When the Boston Globe is on your tail and the arch-diocesan budget is being slashed, it is admittedly difficult to raise one's vision above the worldly matters that demand urgent attention. Yet if all we achieve are favorable editorials for our child-safety policies and healthy diocesan finances, we shall have failed.

We need a spiritual response commensurate to the sin committed. The sexual abuse of minors by priests is, on the scale of priestly sins, perhaps second only to desecration of the Blessed Sacrament or apostasy from the faith.

The victims of clergy sexual abuse have a right to something more than bureaucratic boilerplate that “steps are being taken” and “procedures are in place” to make sure “this never happens again.” The coroner's office says as much after investigating an amusement park accident.

The common good of the faithful demands that punishments be administered — in accord with Church law — and are publicly known. We all need to know that restitution is being made, penance is being done, and conversion is being sought.

There is something spiritually unsatisfying about hearing that a fallen priest has been removed from ministry and is now living with his spinster sister and teaching conflict resolution seminars at the local community college.

It would do a lot more good to know that he has been sent to a cloistered monastery where he is spending his days in prayer and penance.

His victims should know that while he has disappeared from their community, he has not left his past behind like an unscrupulous salesman moving on to the next town.
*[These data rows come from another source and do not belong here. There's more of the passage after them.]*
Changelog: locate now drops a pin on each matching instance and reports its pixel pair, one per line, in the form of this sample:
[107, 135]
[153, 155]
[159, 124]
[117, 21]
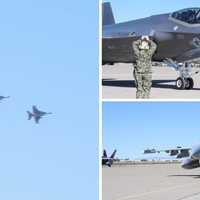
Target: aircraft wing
[118, 48]
[190, 56]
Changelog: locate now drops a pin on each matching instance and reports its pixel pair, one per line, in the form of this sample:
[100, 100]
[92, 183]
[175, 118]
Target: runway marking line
[156, 191]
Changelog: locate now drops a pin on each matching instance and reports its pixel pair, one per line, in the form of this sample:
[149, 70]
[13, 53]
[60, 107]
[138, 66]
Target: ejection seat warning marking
[175, 28]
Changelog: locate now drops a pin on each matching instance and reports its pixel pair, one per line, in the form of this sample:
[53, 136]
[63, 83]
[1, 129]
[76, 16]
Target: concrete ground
[118, 83]
[151, 182]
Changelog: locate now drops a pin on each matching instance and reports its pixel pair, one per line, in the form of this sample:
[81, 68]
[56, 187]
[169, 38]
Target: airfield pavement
[118, 83]
[150, 182]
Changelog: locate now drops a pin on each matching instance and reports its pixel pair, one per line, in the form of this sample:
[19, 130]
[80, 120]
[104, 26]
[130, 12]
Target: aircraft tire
[180, 83]
[190, 84]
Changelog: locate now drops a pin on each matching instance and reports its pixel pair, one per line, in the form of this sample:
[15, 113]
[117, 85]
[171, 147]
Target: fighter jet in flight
[36, 114]
[108, 161]
[3, 97]
[190, 156]
[176, 34]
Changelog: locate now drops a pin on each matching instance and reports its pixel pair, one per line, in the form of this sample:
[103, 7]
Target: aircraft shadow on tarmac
[131, 83]
[186, 175]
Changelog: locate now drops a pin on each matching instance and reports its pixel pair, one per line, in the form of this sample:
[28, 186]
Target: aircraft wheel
[180, 83]
[189, 84]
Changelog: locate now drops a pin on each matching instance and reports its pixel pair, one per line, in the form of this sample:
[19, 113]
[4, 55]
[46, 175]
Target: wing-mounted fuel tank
[190, 163]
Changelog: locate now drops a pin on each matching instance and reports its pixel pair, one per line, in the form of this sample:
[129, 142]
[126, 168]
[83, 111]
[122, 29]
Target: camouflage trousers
[143, 84]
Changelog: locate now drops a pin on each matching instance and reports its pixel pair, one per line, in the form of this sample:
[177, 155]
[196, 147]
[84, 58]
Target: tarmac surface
[118, 83]
[151, 182]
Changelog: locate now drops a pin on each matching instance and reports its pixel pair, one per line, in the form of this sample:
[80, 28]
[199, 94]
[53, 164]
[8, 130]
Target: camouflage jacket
[143, 57]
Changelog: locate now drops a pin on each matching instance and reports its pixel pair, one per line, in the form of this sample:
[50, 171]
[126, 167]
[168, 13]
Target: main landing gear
[185, 80]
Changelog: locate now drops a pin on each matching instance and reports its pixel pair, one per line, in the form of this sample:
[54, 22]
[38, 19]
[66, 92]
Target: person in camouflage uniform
[144, 49]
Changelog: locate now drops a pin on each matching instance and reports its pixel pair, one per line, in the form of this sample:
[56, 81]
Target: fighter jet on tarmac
[191, 156]
[108, 161]
[176, 34]
[3, 97]
[36, 114]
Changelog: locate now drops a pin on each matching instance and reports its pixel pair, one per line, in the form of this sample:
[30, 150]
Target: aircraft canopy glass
[190, 15]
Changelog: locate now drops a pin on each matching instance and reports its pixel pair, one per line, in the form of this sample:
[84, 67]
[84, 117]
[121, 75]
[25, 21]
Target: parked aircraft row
[190, 156]
[176, 34]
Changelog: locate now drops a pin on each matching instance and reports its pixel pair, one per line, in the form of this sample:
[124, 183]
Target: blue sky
[129, 9]
[131, 127]
[49, 57]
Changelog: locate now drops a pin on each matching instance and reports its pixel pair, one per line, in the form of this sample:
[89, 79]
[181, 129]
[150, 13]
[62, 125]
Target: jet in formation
[108, 161]
[190, 156]
[176, 34]
[36, 114]
[3, 97]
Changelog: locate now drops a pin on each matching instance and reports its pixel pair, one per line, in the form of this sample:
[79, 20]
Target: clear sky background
[131, 127]
[129, 9]
[49, 57]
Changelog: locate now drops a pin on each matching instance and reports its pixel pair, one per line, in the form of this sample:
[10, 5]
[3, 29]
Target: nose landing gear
[184, 83]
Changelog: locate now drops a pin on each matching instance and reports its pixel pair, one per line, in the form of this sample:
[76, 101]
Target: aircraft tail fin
[104, 154]
[113, 154]
[30, 115]
[107, 14]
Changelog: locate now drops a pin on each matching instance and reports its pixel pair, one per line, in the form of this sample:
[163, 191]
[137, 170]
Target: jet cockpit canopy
[189, 15]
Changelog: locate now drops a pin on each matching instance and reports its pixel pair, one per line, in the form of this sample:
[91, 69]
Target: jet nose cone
[196, 153]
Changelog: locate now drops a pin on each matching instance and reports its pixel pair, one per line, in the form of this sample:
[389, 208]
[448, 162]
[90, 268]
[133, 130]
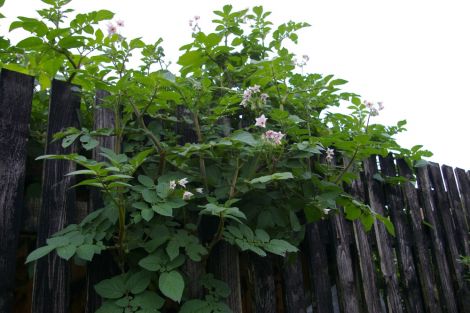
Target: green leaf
[66, 252]
[138, 282]
[86, 252]
[112, 288]
[151, 263]
[171, 284]
[30, 43]
[146, 181]
[275, 176]
[245, 137]
[39, 253]
[147, 214]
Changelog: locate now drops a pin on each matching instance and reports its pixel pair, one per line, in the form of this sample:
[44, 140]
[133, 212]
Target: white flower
[261, 121]
[329, 155]
[187, 195]
[381, 105]
[112, 29]
[182, 182]
[273, 136]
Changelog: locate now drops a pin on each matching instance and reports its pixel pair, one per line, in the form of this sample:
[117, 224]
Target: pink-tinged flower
[112, 29]
[182, 182]
[255, 88]
[261, 121]
[273, 136]
[329, 155]
[187, 195]
[264, 97]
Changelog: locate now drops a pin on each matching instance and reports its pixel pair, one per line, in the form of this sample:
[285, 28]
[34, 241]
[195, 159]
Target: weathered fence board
[364, 251]
[419, 271]
[408, 274]
[16, 91]
[103, 265]
[51, 275]
[424, 265]
[443, 270]
[347, 287]
[384, 245]
[318, 266]
[294, 287]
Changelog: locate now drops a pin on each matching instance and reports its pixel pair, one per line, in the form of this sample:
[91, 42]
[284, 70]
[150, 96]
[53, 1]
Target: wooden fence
[341, 268]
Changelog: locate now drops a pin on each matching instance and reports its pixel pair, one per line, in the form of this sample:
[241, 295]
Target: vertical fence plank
[102, 266]
[262, 272]
[444, 213]
[51, 276]
[409, 277]
[426, 277]
[294, 289]
[462, 227]
[384, 244]
[364, 251]
[349, 296]
[464, 188]
[430, 208]
[16, 92]
[224, 263]
[318, 266]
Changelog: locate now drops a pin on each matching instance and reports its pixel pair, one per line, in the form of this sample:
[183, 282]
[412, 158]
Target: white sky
[414, 55]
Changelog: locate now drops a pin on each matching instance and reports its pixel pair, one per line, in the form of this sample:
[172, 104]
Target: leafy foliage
[183, 153]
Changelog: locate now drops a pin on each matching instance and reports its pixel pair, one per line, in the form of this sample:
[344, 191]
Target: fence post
[384, 245]
[315, 244]
[102, 266]
[364, 251]
[443, 211]
[51, 274]
[16, 92]
[437, 241]
[408, 273]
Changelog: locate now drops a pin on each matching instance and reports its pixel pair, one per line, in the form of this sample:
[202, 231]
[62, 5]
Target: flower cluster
[330, 153]
[182, 182]
[374, 107]
[302, 62]
[113, 28]
[274, 137]
[251, 94]
[193, 23]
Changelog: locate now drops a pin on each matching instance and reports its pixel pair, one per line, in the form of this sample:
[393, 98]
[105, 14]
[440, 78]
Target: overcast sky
[412, 55]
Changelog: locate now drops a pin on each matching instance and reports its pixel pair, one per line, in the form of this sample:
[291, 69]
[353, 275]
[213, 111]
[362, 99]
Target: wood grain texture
[16, 91]
[384, 244]
[444, 212]
[349, 295]
[404, 243]
[264, 284]
[51, 275]
[437, 241]
[224, 263]
[102, 266]
[424, 264]
[318, 265]
[294, 287]
[364, 251]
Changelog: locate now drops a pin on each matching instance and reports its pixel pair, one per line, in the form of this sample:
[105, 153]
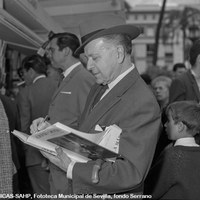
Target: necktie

They should know that he has a new assignment from his bishop: To spend several years offering penances and prayers for the ones whom he has hurt.

That would be a spiritual response that would serve the victims and the common good precisely because it is spiritual. It should not be something strange for the Church to do. There is a handful of lawyers and activists who seek profit in the spoils of sexual abuse, but they do a disservice to the victims who are not out for cash.

Victims have been spiritually violated and they are entitled to spiritual remedies. Aside from keeping the children safe, it might just make a saint out of the priest who has sinned grievously.

Father Raymond J. de Souza is the Register's Rome correspondent.